# Delivery Taxes



## Italnstallion99 (Sep 5, 2015)

Hi Folks,

I am going to be starting next week as a driver for Uber Eats, Grub Hub & Door-dash. I have a question regarding keeping track of mileage. Can I just do a starting an ending reading from my when I leave my house and return at the end of the day? Or do I need to be specific and keep a log? For example from my house to Denny's. Then From Denny's to the delivery location. I am sure companies I work for will be sending mileage to the IRS

Thanks


----------



## Bob Reynolds (Dec 20, 2014)

The more details you can put on the log the better you are. 

The IRS does not get your mileage information. You are expected to keep track of your mileage on your own though some method of your choosing. This could be written, electronic or a statement from your employer. It really is up to you. 

The IRS will never see the mileage information unless you are under audit and took the mileage deduction. They then will ask you for your mileage records which you will need to provide. 

If you don't have adequate mileage records or a way to prove you drove those miles, then your deduction may not be allowed and you could owe additional tax, interest and penalties.


----------



## Launchpad McQuack (Jan 8, 2019)

Italnstallion99 said:


> Can I just do a starting an ending reading from my when I leave my house and return at the end of the day? Or do I need to be specific and keep a log? For example from my house to Denny's. Then From Denny's to the delivery location.

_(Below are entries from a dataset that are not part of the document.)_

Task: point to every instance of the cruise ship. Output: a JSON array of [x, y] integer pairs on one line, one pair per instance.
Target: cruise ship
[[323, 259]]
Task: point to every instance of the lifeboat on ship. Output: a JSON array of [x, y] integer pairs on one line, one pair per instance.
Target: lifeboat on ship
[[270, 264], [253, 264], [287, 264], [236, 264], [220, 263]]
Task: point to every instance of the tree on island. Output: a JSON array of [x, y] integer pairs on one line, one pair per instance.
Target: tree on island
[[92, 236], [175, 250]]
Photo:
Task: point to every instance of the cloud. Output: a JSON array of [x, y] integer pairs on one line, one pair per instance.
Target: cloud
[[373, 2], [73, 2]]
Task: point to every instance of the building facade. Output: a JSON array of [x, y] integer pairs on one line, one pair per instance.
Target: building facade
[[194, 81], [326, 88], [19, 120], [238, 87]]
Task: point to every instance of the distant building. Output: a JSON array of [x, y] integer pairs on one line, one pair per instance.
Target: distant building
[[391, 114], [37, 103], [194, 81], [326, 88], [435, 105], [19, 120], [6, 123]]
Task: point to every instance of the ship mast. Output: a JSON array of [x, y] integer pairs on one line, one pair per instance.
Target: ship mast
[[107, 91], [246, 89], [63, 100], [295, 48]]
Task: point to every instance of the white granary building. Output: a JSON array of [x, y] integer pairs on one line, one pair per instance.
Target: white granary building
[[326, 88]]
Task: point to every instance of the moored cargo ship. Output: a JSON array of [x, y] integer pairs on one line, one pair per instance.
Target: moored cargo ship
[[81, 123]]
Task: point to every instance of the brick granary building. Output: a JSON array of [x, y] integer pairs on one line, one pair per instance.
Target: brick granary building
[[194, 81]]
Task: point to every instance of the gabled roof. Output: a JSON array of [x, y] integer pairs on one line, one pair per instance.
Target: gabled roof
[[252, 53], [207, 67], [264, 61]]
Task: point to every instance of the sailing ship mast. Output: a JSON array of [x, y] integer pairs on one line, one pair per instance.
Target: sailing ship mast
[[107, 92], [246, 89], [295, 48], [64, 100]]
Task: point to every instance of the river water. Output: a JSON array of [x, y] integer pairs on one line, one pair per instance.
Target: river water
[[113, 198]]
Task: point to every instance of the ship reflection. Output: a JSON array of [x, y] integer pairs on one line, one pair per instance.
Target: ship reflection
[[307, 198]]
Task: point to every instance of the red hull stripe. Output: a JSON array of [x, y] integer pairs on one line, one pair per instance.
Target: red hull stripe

My experience from reading this forum is that you will get conflicting answers to this question. Some people will tell you that mileage when you turn the app on and mileage when you turn the app off is all you need for the day. Other people will tell you that you need a log of every stop that you made for the day with addresses and mileage for each stop. All of these people will speak as if they know what they are talking about and their answer is authoritative. I don't know what the actual answer is, so I keep a detailed log of every stop.

This is what I do. I have an old cell phone that I don't use any more. It has a voice recorder app on it. I basically use it like one of those old handheld mini-cassette recorders. When I start driving for the day, I make a voice recording and say, "Home. <<odometer reading>>." When I get to my first pickup location, I make a voice recording and say, "<<restaurant name>>, <<restaurant address>>, <<odometer reading>>." When I get to the dropoff location, I make a voice recording and say, "<<customer name>>, <<customer address>>, <<odometer reading>>." I also make a voice log for any tolls that I paid when I make my first stop after the toll. Each voice log takes 10-15 seconds to record and gets recorded in a separate file. Each file automatically gets a date and time stamp when it is recorded. When I am done for the day, I transfer all of the voice files to my business computer. Then I play back the voice files and input the data into a spreadsheet. The data entry takes a half hour at the most if I had a long day of driving. Usually it is quicker than that. Maybe this isn't needed, but until the IRS issues some actual guidance on what is needed then it's what I'm doing.


----------